IT could be the bread, the brioche, the croissants or even the coffee … but there's a magical 'something' smell that makes breakfast compulsory almost anywhere in France. You won't last more than a few minutes if you walk along any street in a bustling port like La Rochelle before you're seduced into a tempting artisan bakery or patisserie. Once inside, you're seduced even further by tray upon tray of delights as you try to keep the calorie count below the four-figure mark when you've hardly even started the day.
We were staying with a friend with the wonderful address of Residence de Vieux Port on the Quai Duperré, so it didn't take long at all to stroll along past the (expensive) quayside cafés and find a popular petit dejeurner spot for locals just through the old city gate, the Porte de la Grosse Horloge.
The mouth-watering display in the window at O'dèlices de Vero was soon minus a meltingly-delicious croissant and a kind of beguiling apricot pastry, which went down very well with a strong belt of characteristically-fragrant French coffee served up by Veronique, while a spot of early morning work was polished off with the help of the free Wi-Fi.
Duly fortified, and fortified with the knowledge that you're bound to be seduced again by lunchtime, it's time to explore this gem of an ancient city and discover why it's an enduring favourite both for holidays and second homes with the French as well as discerning Brits.
First impressions of a picturesque, historic and bustling port are only reinforced as you wander around, relishing an amazing spectrum of choice on the food front alone, from humble cafés and bars to (very) high-end restaurants and everything in between.
There's no shortage of top-notch fashion outlets, either, and although there is the occasional, somewhat discreet sell-all supermarket, the real joy is the myriad of smaller, independent shops selling not just food, but anything else you can imagine.
After gazing, mesmerised, in the arcade window of a shop selling nothing but knives and cutlery – from handy vegetable-peelers and specialist cooks' knives to hunting and sailing gear and mega-expensive, hand-crafted works of art – I had the most precise new edges put on my Swiss army knife by a the cheerful owner for just €4.
A real joy – as expected – is the market, with its nearby cafés where you can sit in the sun with a glass of crisp white wine and enjoy some fresh oysters or a few langoustines brought fresh from the stall.

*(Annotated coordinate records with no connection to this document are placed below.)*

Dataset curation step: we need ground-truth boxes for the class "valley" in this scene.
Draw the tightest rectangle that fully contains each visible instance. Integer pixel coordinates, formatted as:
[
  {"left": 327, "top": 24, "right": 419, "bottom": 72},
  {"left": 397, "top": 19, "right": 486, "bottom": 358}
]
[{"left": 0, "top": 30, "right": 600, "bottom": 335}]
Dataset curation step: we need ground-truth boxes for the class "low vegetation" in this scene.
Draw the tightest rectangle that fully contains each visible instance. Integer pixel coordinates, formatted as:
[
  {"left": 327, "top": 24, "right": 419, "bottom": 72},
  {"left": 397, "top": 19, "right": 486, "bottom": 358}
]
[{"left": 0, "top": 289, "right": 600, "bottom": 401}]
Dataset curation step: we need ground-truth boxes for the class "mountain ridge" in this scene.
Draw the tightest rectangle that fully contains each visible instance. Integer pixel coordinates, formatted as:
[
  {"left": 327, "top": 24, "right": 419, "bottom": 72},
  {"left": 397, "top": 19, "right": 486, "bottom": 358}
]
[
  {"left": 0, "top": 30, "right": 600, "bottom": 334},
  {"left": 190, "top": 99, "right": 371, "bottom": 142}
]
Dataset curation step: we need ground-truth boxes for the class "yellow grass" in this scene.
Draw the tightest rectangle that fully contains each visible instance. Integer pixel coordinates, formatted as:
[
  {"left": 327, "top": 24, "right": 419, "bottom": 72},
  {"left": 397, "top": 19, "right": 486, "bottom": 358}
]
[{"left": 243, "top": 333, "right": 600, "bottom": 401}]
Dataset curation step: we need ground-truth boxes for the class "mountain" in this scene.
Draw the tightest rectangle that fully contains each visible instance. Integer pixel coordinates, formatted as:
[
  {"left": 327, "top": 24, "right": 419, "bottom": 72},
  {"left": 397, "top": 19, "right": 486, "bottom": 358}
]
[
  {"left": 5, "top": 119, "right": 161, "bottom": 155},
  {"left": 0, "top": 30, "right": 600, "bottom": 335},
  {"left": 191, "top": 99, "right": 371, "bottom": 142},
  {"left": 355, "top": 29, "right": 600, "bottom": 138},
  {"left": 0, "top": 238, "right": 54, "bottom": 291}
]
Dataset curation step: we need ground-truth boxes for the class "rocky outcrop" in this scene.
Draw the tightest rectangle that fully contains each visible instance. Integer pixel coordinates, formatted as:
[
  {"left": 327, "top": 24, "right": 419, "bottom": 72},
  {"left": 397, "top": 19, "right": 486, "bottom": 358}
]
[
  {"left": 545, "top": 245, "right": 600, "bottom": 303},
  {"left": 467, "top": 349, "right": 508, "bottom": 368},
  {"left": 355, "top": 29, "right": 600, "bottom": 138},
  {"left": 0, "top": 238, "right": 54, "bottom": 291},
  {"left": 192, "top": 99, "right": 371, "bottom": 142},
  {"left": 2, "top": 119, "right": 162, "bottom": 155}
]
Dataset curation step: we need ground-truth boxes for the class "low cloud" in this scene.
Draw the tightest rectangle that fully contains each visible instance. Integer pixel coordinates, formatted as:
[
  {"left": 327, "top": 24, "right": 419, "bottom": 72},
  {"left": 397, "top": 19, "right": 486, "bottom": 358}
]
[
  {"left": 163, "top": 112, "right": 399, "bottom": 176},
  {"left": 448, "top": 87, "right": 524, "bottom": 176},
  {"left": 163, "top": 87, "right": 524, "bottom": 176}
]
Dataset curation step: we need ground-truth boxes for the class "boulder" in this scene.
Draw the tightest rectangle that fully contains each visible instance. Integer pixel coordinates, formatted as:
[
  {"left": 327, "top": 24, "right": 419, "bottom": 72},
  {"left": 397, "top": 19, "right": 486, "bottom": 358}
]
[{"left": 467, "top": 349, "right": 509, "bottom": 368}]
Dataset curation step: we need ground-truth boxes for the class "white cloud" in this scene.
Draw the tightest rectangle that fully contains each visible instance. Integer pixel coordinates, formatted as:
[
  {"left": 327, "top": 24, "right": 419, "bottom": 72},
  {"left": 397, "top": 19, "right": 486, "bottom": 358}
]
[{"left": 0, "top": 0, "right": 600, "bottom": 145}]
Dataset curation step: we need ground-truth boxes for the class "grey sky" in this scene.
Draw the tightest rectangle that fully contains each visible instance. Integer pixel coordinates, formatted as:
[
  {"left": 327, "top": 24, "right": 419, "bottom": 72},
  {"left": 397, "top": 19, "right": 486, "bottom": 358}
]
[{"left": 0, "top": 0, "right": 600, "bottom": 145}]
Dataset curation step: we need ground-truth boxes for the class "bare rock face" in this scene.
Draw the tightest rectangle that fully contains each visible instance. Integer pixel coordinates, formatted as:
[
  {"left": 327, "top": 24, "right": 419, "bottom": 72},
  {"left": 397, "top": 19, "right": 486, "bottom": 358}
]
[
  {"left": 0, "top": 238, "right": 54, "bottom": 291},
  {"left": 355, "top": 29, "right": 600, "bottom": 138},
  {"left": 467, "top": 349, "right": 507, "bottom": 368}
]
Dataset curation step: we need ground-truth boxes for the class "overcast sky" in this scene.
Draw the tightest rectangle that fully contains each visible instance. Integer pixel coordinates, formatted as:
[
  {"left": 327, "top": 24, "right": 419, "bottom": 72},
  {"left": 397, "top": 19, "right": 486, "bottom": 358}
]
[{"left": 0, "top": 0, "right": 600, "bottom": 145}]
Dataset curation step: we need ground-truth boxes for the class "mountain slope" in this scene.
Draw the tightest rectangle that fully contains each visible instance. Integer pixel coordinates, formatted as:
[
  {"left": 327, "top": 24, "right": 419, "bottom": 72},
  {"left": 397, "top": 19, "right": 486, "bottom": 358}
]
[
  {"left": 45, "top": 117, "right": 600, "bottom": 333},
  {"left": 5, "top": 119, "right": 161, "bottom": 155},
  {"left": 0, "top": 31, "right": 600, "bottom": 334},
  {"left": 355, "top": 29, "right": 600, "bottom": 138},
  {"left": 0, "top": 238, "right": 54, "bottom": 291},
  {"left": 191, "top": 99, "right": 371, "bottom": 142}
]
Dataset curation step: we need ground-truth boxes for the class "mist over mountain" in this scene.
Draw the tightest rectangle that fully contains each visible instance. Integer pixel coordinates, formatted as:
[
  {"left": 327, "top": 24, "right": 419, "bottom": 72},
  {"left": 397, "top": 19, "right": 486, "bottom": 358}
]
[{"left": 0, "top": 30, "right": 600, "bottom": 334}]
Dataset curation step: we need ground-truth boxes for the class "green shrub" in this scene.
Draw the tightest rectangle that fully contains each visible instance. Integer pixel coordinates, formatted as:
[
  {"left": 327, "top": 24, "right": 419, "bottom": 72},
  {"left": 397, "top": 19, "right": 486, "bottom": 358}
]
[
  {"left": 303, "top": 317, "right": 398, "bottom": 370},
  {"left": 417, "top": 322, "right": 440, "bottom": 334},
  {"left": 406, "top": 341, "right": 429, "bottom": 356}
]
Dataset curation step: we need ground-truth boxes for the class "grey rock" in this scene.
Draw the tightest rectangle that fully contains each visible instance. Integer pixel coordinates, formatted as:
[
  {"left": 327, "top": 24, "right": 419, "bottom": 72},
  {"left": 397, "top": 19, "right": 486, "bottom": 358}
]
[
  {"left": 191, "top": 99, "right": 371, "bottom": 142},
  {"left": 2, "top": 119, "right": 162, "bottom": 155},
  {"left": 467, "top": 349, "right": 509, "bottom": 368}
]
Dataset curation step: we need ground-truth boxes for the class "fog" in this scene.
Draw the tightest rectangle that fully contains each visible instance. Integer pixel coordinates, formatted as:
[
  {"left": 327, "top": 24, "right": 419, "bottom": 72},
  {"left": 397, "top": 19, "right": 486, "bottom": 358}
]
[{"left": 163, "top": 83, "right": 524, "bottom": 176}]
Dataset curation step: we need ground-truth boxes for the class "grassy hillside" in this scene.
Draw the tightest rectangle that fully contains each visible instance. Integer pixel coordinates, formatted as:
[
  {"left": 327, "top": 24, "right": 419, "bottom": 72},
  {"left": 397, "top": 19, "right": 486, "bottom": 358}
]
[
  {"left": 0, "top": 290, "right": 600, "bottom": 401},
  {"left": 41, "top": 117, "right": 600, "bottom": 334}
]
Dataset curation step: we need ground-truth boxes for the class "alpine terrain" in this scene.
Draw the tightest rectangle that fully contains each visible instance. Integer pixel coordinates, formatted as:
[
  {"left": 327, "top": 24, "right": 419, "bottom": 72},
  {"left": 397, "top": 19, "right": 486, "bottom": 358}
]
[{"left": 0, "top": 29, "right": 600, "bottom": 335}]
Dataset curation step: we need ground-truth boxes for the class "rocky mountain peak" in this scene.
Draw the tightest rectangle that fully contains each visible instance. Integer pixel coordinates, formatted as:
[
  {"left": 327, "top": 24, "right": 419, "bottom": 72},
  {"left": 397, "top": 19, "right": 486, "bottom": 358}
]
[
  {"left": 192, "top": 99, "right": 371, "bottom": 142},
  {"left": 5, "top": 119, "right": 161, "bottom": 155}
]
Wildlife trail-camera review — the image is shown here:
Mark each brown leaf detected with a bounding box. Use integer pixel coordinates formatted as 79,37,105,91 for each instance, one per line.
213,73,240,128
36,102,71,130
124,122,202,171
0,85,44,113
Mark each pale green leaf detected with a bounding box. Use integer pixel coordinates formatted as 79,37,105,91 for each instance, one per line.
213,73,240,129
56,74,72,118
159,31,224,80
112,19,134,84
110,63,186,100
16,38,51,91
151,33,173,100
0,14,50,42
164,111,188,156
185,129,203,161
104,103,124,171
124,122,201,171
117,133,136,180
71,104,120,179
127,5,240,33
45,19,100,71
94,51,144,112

The market is very large and is very, very French, with a vast array of produce fresh from land, lake and sea across the Charente-Maritime region.

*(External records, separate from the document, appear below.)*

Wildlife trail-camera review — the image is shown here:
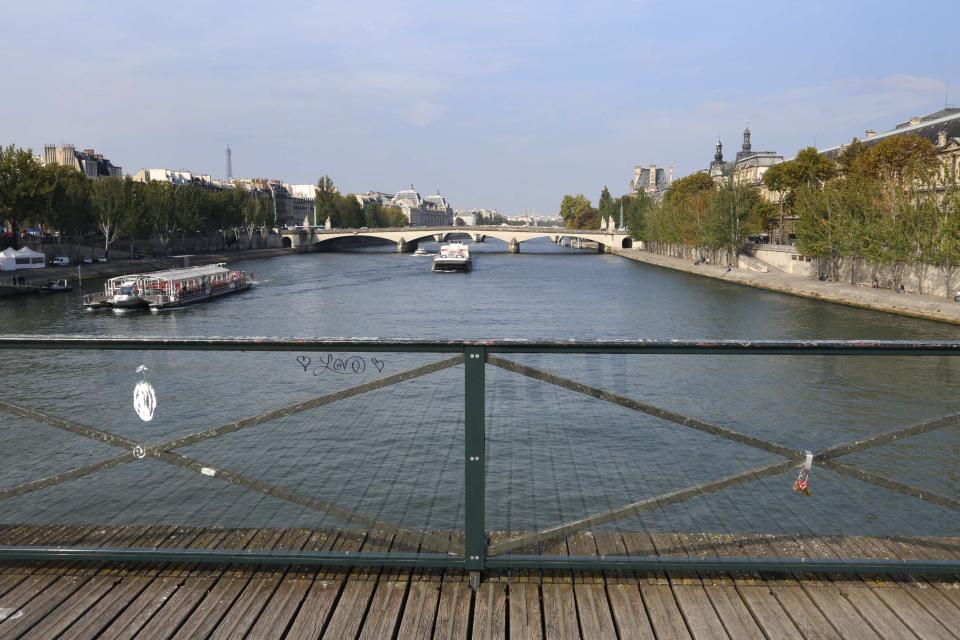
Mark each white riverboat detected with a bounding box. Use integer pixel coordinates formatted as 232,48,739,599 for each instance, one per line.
433,242,473,271
83,263,253,309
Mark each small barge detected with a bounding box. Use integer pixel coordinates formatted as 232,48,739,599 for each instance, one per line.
433,242,473,271
83,263,253,309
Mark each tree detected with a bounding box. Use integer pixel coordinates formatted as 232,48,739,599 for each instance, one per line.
314,176,343,227
560,193,591,229
703,181,772,267
855,134,938,189
663,173,716,204
41,165,94,241
763,162,792,244
0,144,48,236
620,191,656,240
763,147,837,244
567,207,600,229
90,178,132,256
597,185,620,226
782,147,837,189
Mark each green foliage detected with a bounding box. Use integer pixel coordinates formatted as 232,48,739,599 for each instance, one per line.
621,191,657,239
560,193,599,229
663,173,714,205
597,186,620,227
853,134,938,188
0,145,48,232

Fantastic to look at, but while you marvel at the range of vegetables, meats, breads, cheeses, wines and fish on offer, it's worth noting that 'market' does not translate as 'cheap', or mean even real value in some cases. A dozen or more laden seafood stalls stretched the length of the market hall, with huge, tempting mounds of both live and cooked shellfish I could hardly wait to get my hands on. But then I asked the price – and kept my euros to myself, with the cost of long-time favourite crab claws almost double what I pay back home to my local fish man, who brings them fresh from the UK coast every day.

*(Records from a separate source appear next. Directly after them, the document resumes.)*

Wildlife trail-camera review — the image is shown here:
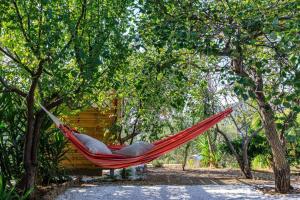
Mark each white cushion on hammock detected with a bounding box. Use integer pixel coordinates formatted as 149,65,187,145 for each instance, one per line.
73,132,112,154
114,141,154,157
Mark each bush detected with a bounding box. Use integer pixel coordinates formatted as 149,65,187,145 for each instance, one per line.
0,175,31,200
0,94,66,186
152,160,163,168
251,154,271,169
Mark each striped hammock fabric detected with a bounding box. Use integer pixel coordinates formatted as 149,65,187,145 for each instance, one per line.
42,106,233,169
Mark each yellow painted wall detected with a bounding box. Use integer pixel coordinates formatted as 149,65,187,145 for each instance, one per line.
61,102,117,170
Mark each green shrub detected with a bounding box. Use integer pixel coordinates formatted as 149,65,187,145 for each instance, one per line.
152,160,163,168
0,175,31,200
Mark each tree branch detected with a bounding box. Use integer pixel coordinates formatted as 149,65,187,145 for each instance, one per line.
13,0,39,58
0,76,27,97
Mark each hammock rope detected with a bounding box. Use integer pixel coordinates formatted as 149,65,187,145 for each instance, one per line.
41,105,235,169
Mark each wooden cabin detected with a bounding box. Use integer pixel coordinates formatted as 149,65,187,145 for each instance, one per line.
61,102,117,175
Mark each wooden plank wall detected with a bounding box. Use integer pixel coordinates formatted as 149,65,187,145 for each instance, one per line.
61,103,116,172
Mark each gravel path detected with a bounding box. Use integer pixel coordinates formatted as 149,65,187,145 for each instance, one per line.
56,185,300,200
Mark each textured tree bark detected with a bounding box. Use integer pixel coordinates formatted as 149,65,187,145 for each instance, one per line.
242,138,253,179
217,127,253,179
182,142,191,171
256,91,291,193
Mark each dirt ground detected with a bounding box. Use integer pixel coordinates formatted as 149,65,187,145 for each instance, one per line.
39,167,300,199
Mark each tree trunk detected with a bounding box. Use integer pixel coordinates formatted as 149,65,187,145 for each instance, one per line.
217,126,253,179
232,56,291,193
207,132,218,168
242,138,253,179
182,142,191,171
255,84,291,193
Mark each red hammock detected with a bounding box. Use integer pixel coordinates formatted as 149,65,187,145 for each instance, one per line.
42,107,232,169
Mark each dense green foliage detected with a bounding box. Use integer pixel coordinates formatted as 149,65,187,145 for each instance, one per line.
0,0,300,195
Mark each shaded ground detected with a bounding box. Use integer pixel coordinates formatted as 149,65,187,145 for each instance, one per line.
41,168,300,200
56,185,300,200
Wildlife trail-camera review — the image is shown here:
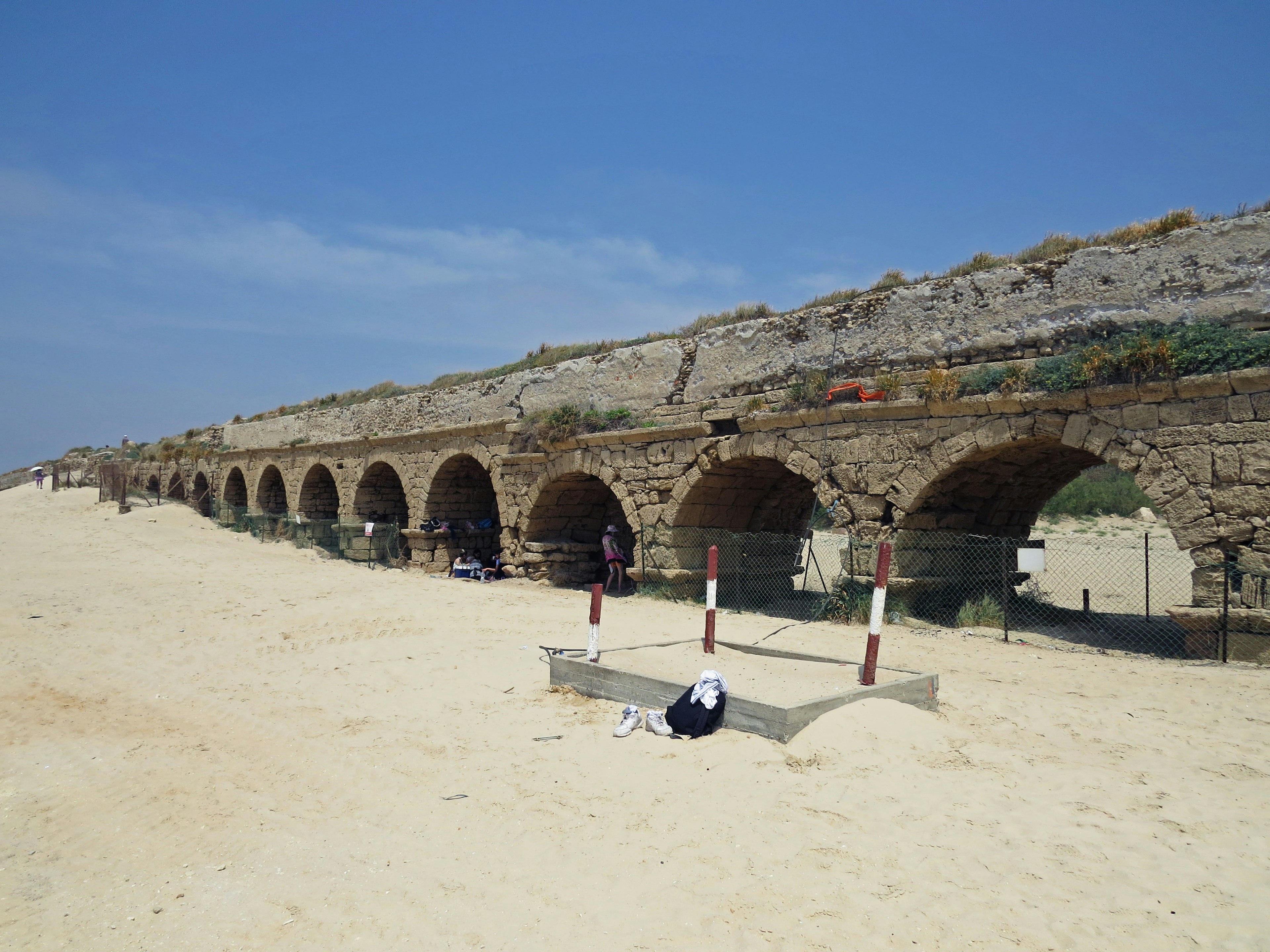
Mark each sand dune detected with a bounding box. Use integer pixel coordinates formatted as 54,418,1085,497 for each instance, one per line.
7,486,1270,952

Some wet fish was duly bought – as a treat – along with judicious quantities of veg, bread and cheese, but that was about the limit of our self-catering, with so many foodie places to explore … although we are saving Christopher Coutanceau's two-Michelin-starred ocean-side rotunda for another time.
Afternoon tea/coffee/wine/beer in the sunshine? That has to be at Au bout du Rouleau, a popular 'local' café/bar by the yacht basin, which is a prime spot for people and boat-watching, with a telling mix of yellow wellies and diamonds on show among the fair-weather sailors.
The regular stopping-off points come in handy because there is so much to see in and around the old town, including its three iconic stone towers, dating back to the 14th and 15th centuries, which dominate the seaward approach. The oldest is the Tour de la Chaîne, so-called because a huge chain was slung from it across to the Tour St-Nicolas to protect the inner harbour.
Biggest of the trio is the Tour de la Lanterne, the only surviving medieval lighthouse on the Atlantic coast, which later became a prison for pirates, enemy seamen – including English, of course – then Huguenots, then clergy during the Revolution. There are still hundreds of bits of graffiti from captured English, Dutch and Spanish sailors, and later military prisoners, and the view from the 70m-high battlements is worth the climb.
For a trip out one day, try the picturesque village of St Martin on the flat-as-a-pancake Île de Ré, a picture-postcard mini-port carrying echoes of Cornwall and popular with well-heeled Parisians and Brits, with more artisan shops and restaurants … and the more workmanlike Au Lever du Soleil quayside café serving two sarnies, two beers and a Perrier for a very reasonable €18.20. Just a short drive away is the Phare des Baleines lighthouse, where local traders display all manner of treats, including aromatic sea salt straight from the evaporation pans nearby, sold by the families who harvest it. A bargain buy, well worth making room for in your luggage, especially if you're travelling overland by car … and that's a narrative for La Rock Part II.
As a taster to this, we arrived in La Belle France in some style thanks to the quite superb Brittany Ferries and sailed home the same way … relaxed and very well fed and watered.